The play The Birthday Party by Harold Pinter is known for it’s absurdist themes and menacing secrets. The title, to me at first, made me a bit uninterested. It started off normal until two characters enter the show which changes everything, including the birthday boy’s demeanor and you see the truth unravel. The funny thing about this story, is we don’t know if it’s actually his birthday or not. Stanley Webber, a young pianist who seems to be hiding from something. He is staying in a run down boarder house ran by an older couple in a place where he feels he won’t be found. The woman running the establishment, Meg Boles, asks why he doesn’t play piano anymore but he always seems to find excuses. Meg also tries to make a surprise birthday party but Stanley insists it is not his birthday, but the real question is, is he lying, considering he is such a suspicious character who could be lying about anything.
The characters in this play all have images of themselves that they either want to hide or that they make up, making them very absurd. This play has been categorized as a Theatre of the Absurd play because of it’s diverse identity and feelings being displayed. For example, the character Meg is said to be in her sixties, but she acts much younger than that, almost like a tramp, attracted to Stanley and his musical skills. He plays with his hair and gives him sexy-like attitudes. Her husband Petey doesn’t speak much in the play and tends to seem uninterested in the things she wants to talk about. Perhaps this is why she acts sexually towards Stanley. He is a young and talented man who has lived with them for almost a year while her husband it too stuck in the newspaper to even talk about the weather with his wife. I see Meg as a lonely women, desperately wanting to reach for Stanley in the hopes of making her husband jealous. However, this is not how I feel the entirety of the show is based off of; there are three other characters, McCann, Goldberg, and Lulu.
McCann and Goldberg come into the show claiming to be together on a short holiday.
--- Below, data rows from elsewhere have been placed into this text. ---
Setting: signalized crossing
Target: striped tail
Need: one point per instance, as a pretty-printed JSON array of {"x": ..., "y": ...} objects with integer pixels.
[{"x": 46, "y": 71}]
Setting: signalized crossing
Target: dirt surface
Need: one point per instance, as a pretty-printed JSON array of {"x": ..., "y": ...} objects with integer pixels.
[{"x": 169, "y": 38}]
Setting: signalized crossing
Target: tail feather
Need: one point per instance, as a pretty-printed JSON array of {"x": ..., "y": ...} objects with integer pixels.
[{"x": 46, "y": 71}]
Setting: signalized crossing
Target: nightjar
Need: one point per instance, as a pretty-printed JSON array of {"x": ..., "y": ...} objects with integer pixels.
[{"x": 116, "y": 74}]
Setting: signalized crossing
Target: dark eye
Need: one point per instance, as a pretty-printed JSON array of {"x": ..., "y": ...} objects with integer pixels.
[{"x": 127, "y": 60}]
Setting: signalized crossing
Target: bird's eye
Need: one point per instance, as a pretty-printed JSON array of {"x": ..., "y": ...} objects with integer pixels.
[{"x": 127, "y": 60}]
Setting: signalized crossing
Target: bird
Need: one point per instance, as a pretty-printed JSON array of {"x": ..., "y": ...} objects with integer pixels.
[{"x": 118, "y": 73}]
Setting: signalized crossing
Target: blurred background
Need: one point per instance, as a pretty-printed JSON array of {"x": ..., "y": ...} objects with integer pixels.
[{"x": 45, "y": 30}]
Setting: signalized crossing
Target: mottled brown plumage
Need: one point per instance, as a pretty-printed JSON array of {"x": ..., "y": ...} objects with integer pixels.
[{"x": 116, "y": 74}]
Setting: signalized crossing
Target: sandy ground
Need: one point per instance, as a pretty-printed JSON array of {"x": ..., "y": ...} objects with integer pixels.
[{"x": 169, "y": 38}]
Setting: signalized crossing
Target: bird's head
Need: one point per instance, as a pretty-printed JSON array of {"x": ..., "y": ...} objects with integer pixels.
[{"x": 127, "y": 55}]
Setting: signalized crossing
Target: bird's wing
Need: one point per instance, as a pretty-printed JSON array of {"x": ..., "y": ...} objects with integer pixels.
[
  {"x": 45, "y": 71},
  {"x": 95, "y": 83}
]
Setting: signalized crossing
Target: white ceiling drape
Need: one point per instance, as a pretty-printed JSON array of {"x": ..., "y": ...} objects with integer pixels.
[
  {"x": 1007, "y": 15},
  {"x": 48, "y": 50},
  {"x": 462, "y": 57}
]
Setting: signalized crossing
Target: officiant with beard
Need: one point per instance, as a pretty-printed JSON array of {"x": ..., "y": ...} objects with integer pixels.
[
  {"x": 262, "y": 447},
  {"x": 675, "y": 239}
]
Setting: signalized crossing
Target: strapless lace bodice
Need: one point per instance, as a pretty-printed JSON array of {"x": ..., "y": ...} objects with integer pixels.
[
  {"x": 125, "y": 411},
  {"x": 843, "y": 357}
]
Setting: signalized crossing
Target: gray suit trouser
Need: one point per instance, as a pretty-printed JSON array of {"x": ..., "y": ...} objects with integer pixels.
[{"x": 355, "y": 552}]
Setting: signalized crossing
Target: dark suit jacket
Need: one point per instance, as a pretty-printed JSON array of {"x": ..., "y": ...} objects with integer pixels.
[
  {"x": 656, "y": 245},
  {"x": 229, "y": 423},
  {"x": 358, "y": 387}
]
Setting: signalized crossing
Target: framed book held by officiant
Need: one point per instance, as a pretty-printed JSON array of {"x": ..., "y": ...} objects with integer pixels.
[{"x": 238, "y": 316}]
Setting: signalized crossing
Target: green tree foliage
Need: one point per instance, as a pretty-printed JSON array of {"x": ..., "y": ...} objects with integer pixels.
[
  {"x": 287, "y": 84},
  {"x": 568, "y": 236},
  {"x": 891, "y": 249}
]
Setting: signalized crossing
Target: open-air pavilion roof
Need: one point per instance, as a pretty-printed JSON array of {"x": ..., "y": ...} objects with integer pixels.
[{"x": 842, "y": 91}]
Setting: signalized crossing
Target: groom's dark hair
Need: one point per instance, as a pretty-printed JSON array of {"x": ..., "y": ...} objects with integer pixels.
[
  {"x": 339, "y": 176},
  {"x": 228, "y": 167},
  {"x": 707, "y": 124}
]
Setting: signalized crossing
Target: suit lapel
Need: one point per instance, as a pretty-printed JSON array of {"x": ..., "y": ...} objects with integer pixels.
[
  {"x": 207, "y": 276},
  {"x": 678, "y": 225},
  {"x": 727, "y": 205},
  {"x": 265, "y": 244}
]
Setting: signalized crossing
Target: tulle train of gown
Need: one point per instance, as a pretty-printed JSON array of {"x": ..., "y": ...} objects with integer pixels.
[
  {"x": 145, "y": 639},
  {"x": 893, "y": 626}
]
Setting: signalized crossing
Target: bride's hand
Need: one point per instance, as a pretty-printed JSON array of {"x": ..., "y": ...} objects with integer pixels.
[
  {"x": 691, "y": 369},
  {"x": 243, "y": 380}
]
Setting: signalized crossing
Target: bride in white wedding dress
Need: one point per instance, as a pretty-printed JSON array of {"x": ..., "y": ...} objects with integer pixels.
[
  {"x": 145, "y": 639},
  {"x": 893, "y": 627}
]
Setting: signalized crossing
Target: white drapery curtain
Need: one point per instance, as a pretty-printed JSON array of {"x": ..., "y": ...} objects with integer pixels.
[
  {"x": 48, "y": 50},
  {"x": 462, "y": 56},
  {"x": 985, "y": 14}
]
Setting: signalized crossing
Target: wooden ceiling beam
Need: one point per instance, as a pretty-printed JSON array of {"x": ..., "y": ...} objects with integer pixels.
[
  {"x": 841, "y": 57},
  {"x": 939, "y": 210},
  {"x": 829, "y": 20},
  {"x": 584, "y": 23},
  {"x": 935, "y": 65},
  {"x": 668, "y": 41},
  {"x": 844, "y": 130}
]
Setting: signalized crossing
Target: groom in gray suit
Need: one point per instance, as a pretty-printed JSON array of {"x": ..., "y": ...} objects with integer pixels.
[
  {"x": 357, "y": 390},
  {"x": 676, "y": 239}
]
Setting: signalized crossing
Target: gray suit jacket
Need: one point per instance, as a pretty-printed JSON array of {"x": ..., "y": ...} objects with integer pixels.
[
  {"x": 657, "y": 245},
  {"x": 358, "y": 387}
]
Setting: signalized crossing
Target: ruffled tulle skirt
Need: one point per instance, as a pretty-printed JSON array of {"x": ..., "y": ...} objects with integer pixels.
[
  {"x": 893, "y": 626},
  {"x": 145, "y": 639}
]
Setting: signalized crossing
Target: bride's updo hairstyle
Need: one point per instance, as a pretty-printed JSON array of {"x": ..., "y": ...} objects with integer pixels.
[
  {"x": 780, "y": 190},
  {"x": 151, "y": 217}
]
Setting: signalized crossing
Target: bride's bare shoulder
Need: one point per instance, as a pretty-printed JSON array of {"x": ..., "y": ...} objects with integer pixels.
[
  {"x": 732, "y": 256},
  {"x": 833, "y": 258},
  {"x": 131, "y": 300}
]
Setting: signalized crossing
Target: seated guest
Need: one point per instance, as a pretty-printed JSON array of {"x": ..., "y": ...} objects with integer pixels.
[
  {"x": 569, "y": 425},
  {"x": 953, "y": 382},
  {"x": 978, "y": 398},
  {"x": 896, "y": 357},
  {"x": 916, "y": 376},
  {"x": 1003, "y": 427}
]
I’ve read on several websites in the past when it came to analyzing this play, and many claim that since McCann and Goldberg come in for a short holiday, this completely destroys the fact that they are staying in a boarding house, however when you look up what exactly a boarding house is on the internet, the definition is “a house providing food and a bed for paying guests” which clearly destroys those theories since they are paying for an overnight stay. Lulu is the next door neighbor who continuously flirts with Stanley. They’re in a small town with not many young people and Stanley just happens to be staying next door so of course a young woman like Lulu would try to get with him. However, Stanley shows no interest considering he’s only staying there to hide away from someone or something. Yet, once Stanley hears about the two men coming to the house, he immediately changes his attitude and demeanor and tells Lulu to run away with him. This sudden change in his personality shows he is trying to get away from the two men. He clearly is staying there to hide from them.
In act two, all hell breaks loose as everyone gets drunk during the birthday party. Stanley goes so crazy as to almost rape Lulu and almost murder Meg. In act three of the play, McCann and Goldberg become completely suspicious, they talk in ways almost angry with each other when it comes to discussing Stanley. They claim that Stanley had a mental breakdown the night before. They have long pauses and try to find the right words to say to Petey or Lulu. Once they finish talking to Stanley offstage, he comes onstage looking completely messed up with broken glasses and slurred words. McCann and Goldberg start telling him things like “you will be a success” and “we will provide for you”. When discussing this, many people I know just wonder why he was taken away, wondering if he murdered someone or did something stupid to piss someone off, but digging deeper into text, I found that when they say things like “you will be a success” tells me something different. He was a beautiful piano player and Meg loved to listen. Meg used to watch him play on the piers, but then he stopped. My assumption here is that he stopped playing because he was drawing attention. Meg says that big crowds used to stop and listen to him play, and I think that perhaps this scared Stanley into stopping.
Everyone I know, when it comes to this play, automatically assumes the worst; that he killed someone and is hiding away from being caught. I, however, want to make the conclusion that he is an artist. He doesn’t want fame and just wants to play because he loves to do it. I am a pianist and I know it always annoyed me when I was on a streak on playing and once I stopped for a song, my family in other rooms would clap or start talking about how I could do better and I honestly hated it and stopped play because of how much it bugged me. My focus would vanish once I was disturbed. I feel like the playwright wrote Stanley in the same manner. Perhaps he played and loved to do it but he hated having an audience or didn’t want a record deal. I’ve made my own conclusion that perhaps Stanley was offered a music deal, but continued to deny it, but the producer (or producers, i.e. McCann and Goldberg, perhaps) didn’t want his talent to slip from their fingers. I feel that Stanley was running away from fame. But many people would contradict me with this theory considering during the first read, immediately, reader think Stanley is psychotic from his behavior in act two and since he almost killed Meg, he must have killed someone else, but I still stand strong to my thoughts because I believe that when someone is being pressured or chased into a situation they don’t want to be in, they could snap, especially once they felt they were safe.